Businesses and other organizations are also free to set their own mask policies. Masks will be required in schools until Sept. 20 to allow students, staff and teachers time to transition to Phase 5.
Border measures will remain in place.
Nova Scotia Liberal Party Leader Iain Rankin released a statement saying “this is what the Nova Scotia Liberal Party staunchly advocated for to keep Nova Scotians safe when Covid-19 cases started to rise in other parts of the country and to keep businesses open in the wake of a fourth wave.”
“I’m pleased to see Premier Houston is following our lead,” he added.
Nova Scotia reported 14 new cases of COVID-19 on Wednesday.
Nine of the new cases are in the northern health zone and all are close contacts of previously reported cases, the province said in a release.
Three are in the central zone.
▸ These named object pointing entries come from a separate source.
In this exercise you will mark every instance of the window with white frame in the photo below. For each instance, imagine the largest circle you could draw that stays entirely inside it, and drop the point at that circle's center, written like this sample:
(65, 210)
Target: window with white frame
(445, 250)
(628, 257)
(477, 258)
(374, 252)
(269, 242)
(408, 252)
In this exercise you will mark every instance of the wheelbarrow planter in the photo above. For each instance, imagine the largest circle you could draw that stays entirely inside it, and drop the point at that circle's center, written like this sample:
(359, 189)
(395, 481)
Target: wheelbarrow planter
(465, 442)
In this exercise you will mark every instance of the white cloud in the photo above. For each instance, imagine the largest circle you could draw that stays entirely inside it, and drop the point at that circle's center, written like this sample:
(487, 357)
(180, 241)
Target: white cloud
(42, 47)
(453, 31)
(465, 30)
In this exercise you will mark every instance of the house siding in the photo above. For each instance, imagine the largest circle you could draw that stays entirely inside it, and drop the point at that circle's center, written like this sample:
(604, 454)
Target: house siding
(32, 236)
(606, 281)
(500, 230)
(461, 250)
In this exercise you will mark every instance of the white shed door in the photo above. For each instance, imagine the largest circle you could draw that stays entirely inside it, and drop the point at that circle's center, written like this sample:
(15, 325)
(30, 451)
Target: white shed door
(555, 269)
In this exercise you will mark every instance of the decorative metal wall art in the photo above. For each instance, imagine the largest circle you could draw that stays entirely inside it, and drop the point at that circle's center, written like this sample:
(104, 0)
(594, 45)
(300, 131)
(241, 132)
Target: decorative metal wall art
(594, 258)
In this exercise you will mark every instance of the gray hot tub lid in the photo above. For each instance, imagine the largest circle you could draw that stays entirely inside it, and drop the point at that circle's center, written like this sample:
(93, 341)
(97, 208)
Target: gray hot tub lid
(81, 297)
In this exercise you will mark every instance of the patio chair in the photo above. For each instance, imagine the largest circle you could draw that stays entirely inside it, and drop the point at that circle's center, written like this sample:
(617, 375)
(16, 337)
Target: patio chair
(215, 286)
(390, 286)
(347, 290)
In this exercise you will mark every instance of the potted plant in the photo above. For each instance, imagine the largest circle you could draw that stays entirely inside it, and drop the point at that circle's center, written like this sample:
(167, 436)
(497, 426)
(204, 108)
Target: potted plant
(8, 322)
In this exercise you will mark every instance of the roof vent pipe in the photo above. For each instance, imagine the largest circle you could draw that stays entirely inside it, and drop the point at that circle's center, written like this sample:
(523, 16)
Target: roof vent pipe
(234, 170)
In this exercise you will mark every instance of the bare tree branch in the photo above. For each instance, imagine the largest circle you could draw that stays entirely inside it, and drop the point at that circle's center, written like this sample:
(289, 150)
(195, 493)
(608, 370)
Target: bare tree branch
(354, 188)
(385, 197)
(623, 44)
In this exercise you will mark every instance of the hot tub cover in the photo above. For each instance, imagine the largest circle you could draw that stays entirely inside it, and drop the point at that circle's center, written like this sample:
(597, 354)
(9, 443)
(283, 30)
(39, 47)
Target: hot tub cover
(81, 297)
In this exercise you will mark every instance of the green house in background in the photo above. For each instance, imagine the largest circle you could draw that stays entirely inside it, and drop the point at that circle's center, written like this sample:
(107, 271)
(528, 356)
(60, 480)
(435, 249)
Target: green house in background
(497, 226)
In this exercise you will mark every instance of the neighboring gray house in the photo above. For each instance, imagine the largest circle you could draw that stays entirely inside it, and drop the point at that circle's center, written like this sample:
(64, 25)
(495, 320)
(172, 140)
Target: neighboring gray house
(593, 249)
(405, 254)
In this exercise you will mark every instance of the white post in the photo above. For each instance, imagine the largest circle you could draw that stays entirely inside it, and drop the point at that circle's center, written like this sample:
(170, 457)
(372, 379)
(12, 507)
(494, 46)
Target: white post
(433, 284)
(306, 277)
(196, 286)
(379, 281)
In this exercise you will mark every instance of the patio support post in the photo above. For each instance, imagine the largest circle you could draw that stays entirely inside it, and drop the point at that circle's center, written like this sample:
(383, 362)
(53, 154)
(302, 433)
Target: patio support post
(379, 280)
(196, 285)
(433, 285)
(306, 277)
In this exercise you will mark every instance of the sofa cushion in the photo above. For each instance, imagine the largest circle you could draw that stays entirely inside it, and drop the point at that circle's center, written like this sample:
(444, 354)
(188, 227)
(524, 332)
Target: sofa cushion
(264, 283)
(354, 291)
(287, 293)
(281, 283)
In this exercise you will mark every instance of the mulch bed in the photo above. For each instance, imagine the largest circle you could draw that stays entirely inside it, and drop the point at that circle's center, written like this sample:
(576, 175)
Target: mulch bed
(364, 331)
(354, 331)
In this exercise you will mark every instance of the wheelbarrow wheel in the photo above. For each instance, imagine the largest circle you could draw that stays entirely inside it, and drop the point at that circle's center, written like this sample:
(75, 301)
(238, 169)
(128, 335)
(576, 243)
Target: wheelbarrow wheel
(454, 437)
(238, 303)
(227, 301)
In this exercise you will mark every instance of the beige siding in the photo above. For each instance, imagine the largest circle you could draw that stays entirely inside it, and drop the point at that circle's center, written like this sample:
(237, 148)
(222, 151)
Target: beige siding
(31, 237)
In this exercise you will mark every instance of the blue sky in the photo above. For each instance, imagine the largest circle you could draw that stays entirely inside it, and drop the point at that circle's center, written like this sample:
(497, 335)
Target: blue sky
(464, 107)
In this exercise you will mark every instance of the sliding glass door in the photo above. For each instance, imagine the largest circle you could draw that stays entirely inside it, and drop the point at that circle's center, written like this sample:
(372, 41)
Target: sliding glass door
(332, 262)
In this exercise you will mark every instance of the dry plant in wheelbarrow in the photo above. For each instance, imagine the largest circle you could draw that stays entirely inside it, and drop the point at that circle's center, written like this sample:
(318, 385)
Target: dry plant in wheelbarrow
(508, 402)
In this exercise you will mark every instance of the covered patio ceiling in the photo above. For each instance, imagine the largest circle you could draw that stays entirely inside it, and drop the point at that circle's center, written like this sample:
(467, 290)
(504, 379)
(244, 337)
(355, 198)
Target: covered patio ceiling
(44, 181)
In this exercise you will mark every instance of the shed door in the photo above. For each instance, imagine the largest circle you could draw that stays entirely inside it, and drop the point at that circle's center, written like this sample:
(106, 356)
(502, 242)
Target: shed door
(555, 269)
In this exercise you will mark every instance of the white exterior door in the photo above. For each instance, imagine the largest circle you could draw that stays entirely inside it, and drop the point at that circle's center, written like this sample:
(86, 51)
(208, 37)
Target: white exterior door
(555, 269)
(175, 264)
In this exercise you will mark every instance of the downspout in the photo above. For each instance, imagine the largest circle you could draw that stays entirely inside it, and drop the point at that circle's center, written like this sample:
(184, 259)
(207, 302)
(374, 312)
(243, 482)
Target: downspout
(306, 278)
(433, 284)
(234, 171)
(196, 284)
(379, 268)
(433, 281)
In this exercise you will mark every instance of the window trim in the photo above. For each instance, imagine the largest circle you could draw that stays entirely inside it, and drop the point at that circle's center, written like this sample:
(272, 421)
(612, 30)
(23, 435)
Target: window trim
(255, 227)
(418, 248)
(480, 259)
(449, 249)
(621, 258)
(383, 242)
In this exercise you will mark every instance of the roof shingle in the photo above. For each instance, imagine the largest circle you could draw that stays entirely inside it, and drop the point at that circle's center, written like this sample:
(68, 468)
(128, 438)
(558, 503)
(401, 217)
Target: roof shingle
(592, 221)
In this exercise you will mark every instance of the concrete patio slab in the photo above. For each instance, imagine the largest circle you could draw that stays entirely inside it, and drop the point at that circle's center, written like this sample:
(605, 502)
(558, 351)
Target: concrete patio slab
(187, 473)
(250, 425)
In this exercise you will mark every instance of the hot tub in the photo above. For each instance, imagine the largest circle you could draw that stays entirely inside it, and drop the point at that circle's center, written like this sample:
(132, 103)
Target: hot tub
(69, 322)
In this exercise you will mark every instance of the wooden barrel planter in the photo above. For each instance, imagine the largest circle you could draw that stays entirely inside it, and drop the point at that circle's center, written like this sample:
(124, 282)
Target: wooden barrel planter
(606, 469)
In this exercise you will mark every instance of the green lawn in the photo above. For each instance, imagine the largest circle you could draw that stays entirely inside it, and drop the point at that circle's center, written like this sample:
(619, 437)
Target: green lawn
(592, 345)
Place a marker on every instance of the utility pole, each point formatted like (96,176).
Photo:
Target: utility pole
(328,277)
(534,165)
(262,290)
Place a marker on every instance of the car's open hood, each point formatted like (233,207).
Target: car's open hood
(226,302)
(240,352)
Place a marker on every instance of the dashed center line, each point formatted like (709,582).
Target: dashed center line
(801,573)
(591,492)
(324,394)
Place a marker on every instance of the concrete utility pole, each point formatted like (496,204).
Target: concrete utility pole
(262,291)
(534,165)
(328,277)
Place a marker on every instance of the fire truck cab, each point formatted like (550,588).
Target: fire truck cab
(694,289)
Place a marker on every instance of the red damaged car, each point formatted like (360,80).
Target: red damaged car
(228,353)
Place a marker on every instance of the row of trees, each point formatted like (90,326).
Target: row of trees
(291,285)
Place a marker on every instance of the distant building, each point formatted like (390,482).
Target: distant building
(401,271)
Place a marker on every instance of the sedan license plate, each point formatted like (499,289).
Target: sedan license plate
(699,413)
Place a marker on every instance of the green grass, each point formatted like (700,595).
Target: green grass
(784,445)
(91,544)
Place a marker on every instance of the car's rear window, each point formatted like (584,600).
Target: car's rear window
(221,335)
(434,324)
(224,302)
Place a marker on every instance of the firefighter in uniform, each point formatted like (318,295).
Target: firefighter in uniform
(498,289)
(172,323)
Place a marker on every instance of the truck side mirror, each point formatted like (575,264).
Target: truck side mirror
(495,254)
Two are related to travel and one is under investigation.
One is in the western zone and is under investigation.
And one is in the eastern zone and is a close contact of a previously reported case.
There are now 61 active cases of COVID-19 in the province. Of those, one person is in hospital in a COVID-19 unit.
Nova Scotia Health labs completed 2,229 tests on Tuesday.
According to the provincial COVID-19 dashboard, 78.2 per cent of Nova Scotians have had one dose of the COVID-19 vaccine and 71.7 per cent are fully vaccinated.